BMP’s – More Important Now Than Ever Before February 27, 2015

BMP’s – More Important Now Than Ever Before


By Todd Lowe – USGA Florida Region Agronomist
November 11, 2009

Best Management Practices (BMP’s) have been created for many industries.  For golf courses, BMP’s provide a framework of practices for turf health and good playing conditions while decreasing the use of natural resources.  BMP’s have become more important for Florida golf courses, with several counties having become pressured by environmental activists to implement erroneous practices like fertilizer blackouts during rainy summer months.  Such practices may ultimately damage the turf and have a negative impact on environmental quality, and in most cases, regulators have fallen back on the BMP’s as guidelines for golf courses.

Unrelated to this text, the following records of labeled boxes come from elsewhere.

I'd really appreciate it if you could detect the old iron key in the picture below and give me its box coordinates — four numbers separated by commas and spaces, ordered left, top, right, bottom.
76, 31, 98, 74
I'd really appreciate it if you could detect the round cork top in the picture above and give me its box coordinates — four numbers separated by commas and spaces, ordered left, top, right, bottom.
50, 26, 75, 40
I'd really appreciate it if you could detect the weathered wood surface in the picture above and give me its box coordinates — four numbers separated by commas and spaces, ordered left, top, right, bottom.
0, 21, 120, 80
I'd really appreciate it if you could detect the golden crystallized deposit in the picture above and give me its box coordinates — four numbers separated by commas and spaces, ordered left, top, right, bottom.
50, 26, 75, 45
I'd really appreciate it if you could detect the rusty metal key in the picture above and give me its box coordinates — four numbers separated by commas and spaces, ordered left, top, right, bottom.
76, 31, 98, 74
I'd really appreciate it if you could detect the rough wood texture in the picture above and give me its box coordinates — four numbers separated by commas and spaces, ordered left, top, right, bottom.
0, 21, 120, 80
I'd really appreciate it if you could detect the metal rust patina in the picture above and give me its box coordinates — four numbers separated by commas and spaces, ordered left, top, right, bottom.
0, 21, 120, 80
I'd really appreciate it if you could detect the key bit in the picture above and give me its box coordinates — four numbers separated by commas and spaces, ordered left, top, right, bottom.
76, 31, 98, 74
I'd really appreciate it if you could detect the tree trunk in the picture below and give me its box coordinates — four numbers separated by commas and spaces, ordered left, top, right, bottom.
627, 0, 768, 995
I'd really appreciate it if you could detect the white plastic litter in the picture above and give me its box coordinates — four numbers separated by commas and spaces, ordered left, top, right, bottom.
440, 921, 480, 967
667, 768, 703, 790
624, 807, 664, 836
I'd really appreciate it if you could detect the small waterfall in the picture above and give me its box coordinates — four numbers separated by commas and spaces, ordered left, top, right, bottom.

The manual “Best Management Practices for the Enhancement of Environmental Quality on Florida Golf Courses” was created in 2007 with the support of University of Florida personnel and various allied associations, and funded by the Florida Department of Environmental Protection.  It highlights sound principles for proper golf course construction, turfgrass cultural practices, fertilization, irrigation, and chemical handling/application for Florida golf courses.  So far, there is no certification process for golf courses, but the BMP manual is a valuable resource and includes a checklist that highlights important practices.

The checklist is an easy-to-follow outline of do’s and don’ts for each chapter of the manual.  Since fertilizer use is currently an important topic with local governments, this might be a good time for golf course superintendents to run through the fertilizer storage and handling section and make sure there are no issues at your course.  The checklist includes the following:

  • Are pesticides and fertilizers stored in separate buildings, or with a concrete firewall maintaining separation?
  • Is bagged ammonium nitrate stored at least three feet away from any building wall?
  • Are ammonium nitrate and other strongly oxidizing materials stored away from sludge products or organic materials?
  • Are all unloading and loading points for fertilizers/raw materials designed to minimize accidental release and allow for easy cleanup?
  • Are dry fertilizers and raw materials covered from the elements?
  • Are unloading, loading and other critical control points swept after use to further control dust and spills?
  • Are all fertilizers loaded over impervious areas or over a tarp or other temporary barriers to contain spills?

The manual includes nearly 140 checklist items that cover various golf course management topics, and while no governmental agency or municipality can require adherence to them, they are certainly good principles to follow, especially if some type of pollution is detected downstream from your location.